Unencrypted traffic lets in attackers.

Marc Newlin and Balint Seeber are checking how far apart they can be while still being able to hack into each other's computers. It turns out it's pretty far - 180 meters.

The pair work for Bastille, a startup IT security firm that has uncovered a flaw they say leaves millions of networks and billions of computers vulnerable to attack. 

Wireless mice from companies like HP, Lenovo and Dell use unencrypted signals to communicate with computers. 

"They haven't encrypted the mouse traffic, that makes it possible for the attacker to send unencrypted traffic to the dongle pretending to be a keyboard and have it result as keystrokes on your computer," Newlin said.

"This would be the same as if the attacker was sitting at your computer typing on the computer." 

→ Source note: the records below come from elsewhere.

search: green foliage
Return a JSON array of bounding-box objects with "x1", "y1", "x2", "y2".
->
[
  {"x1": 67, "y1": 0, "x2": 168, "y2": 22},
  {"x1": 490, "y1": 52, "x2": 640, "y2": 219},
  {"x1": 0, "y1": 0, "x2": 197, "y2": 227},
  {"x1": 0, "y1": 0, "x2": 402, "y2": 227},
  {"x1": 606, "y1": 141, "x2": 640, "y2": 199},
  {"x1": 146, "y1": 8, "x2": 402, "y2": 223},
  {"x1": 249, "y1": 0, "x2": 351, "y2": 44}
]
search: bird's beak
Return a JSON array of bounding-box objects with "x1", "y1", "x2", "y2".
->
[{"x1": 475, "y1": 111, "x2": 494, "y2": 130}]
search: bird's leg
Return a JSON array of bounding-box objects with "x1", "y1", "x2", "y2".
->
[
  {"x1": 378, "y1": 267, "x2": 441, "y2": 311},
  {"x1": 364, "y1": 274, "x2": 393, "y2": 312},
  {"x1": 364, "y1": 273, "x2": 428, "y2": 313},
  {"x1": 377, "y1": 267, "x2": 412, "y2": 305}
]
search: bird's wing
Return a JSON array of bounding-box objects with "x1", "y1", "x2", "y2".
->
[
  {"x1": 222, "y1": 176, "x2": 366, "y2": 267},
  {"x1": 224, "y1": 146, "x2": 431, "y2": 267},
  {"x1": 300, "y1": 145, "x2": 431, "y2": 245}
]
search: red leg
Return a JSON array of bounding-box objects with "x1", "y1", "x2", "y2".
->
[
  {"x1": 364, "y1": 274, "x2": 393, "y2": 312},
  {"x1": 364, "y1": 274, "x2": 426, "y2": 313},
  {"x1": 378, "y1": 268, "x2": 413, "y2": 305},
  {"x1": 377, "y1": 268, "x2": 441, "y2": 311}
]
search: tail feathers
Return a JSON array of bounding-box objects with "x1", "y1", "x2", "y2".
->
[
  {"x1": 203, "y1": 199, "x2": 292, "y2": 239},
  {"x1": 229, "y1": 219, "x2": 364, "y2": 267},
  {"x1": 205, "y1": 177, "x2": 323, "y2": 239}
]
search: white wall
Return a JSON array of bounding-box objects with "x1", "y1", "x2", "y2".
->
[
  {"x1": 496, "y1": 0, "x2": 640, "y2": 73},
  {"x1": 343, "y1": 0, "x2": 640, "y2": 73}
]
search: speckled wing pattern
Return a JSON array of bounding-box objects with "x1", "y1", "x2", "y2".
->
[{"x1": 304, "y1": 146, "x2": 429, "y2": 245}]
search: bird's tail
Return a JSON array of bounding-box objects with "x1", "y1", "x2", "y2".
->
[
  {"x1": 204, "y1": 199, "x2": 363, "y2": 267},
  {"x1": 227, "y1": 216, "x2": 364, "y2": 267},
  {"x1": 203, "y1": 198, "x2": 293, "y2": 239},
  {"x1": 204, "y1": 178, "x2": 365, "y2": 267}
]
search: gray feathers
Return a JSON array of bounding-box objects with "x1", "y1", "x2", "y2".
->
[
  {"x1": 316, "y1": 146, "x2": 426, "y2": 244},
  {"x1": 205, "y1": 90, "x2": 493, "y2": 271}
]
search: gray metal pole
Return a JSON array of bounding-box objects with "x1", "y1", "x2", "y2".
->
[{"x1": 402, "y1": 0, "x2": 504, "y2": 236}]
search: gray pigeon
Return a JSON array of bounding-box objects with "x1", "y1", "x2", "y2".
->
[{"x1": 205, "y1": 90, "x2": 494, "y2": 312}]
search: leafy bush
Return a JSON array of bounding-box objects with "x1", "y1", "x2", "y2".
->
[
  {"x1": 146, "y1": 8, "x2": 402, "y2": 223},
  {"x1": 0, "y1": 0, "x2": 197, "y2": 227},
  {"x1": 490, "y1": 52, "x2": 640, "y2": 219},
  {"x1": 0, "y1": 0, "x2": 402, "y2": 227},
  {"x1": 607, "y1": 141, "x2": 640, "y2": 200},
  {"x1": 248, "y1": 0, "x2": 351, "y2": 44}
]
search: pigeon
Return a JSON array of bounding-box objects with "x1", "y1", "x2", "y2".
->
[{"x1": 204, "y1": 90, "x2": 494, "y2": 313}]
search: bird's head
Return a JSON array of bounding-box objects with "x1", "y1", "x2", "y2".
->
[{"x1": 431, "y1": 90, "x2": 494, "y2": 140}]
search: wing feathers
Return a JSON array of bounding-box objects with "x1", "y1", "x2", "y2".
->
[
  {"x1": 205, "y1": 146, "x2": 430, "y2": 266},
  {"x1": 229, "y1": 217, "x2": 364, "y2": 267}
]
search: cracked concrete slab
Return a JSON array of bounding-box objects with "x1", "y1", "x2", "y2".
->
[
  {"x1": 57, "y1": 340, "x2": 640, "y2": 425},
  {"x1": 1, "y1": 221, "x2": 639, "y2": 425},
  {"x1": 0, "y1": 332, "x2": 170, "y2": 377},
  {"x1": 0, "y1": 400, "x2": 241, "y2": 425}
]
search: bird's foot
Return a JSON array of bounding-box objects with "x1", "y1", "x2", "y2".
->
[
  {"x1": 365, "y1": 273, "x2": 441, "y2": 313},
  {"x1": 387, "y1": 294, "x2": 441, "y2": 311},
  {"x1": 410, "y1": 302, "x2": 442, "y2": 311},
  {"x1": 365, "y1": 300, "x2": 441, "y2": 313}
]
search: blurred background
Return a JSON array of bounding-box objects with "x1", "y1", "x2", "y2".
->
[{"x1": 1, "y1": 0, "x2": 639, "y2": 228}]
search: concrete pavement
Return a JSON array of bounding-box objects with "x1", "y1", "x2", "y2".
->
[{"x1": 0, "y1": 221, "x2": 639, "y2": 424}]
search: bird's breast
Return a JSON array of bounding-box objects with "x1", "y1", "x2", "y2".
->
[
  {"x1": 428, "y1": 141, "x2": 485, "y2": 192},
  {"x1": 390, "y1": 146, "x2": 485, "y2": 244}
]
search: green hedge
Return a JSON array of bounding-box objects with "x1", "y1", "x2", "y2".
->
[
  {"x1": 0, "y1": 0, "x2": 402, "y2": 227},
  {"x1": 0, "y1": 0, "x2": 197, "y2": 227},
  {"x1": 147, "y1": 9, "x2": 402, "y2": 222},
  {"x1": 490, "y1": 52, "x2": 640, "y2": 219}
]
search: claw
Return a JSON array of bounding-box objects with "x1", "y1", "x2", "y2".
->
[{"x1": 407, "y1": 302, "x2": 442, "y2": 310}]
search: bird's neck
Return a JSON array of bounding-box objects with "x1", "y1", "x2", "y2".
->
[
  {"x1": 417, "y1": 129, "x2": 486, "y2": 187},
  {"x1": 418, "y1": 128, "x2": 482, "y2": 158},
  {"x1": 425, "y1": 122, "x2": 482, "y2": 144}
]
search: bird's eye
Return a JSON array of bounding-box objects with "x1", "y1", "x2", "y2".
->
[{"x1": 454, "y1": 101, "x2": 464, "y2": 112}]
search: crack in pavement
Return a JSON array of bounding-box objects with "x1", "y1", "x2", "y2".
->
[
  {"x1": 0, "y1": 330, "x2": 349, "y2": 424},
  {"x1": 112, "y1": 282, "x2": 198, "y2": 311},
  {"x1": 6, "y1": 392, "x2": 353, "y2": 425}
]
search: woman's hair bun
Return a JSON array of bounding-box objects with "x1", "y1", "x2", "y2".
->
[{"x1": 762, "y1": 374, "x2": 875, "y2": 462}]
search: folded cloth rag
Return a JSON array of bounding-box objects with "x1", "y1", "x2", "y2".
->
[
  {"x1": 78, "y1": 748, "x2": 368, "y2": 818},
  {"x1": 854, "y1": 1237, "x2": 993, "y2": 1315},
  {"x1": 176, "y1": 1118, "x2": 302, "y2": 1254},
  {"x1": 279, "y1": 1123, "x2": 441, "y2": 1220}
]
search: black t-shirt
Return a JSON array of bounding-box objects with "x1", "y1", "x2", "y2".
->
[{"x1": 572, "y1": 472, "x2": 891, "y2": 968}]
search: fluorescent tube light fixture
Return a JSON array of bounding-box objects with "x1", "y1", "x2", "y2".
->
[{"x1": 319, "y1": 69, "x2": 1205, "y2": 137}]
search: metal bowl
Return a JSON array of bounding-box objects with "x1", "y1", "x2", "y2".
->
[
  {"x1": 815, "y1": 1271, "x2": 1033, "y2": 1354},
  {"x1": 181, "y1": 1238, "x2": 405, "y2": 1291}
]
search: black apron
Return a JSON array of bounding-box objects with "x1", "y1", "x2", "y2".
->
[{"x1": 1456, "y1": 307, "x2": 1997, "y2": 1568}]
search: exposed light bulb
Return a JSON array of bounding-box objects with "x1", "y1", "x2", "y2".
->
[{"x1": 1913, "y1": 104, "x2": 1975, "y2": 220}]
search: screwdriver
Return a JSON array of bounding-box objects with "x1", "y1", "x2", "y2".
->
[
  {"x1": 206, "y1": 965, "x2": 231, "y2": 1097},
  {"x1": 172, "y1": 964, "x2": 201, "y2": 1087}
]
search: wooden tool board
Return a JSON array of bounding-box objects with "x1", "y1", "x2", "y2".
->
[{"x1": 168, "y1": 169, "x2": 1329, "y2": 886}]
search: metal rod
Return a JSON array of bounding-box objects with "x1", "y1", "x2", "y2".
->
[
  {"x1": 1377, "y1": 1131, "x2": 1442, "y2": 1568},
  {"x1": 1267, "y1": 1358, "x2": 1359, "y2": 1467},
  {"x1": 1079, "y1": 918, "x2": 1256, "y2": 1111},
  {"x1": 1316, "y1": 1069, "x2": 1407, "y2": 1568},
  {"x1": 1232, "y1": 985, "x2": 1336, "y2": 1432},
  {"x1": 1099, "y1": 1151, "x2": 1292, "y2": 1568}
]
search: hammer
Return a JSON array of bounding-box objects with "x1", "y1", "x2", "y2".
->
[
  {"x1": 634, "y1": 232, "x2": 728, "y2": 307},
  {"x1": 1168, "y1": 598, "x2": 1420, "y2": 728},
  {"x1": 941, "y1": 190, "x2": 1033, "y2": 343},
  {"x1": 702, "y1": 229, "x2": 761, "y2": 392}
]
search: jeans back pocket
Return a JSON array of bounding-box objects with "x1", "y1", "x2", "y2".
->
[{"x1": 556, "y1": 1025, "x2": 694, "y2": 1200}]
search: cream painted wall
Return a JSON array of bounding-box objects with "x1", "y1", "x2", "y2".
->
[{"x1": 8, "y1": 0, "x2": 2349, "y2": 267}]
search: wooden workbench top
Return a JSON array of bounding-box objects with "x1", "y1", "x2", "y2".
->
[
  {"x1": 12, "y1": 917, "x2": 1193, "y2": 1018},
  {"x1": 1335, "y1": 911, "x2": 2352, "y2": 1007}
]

A hacker can use an antenna, a dongle, and a simple line of code to trick the wireless chip connected to the target computer into accepting it as a mouse, the researchers said.

"So the attacker can send data to the dongle, pretend it's a mouse but say 'actually I am a keyboard and please type these letters'," Newlin said.

"If we sent unencrypted keyboard strokes as if we were a mouse it started typing on the computer, typing at a 1000 words per minute," said Chris Rouland, the CTO and founder of Bastille.  

At a thousand words a minute, the hacker can take over the computer or gain access to a network within seconds.  

Rouland said while companies are very good at encrypting and securing their networks and websites, they do not compensate for all traffic across the entire radio spectrum.

He argued it was time to rethink cyber security, especially in an environment where smartphones can transmit massive amounts of data per second.  

"No one was looking at the air space. So I wanted to build this cyber x-ray vision to be able to see what was inside a corporation's air space versus what was just plugged into the wired network or what was on a wi-fi hotspot," Rouland said.

Bastille is hoping to cash in on its security flaw findings and offer new types of sensors that take into account more of the threats present in a wireless world. 

In the meantime, Bastille is keeping tabs on the wireless mouse problem. The firm says some companies are starting to offer firmware updates to correct the security issues. Bluetooth devices are not vulnerable to this type of attack.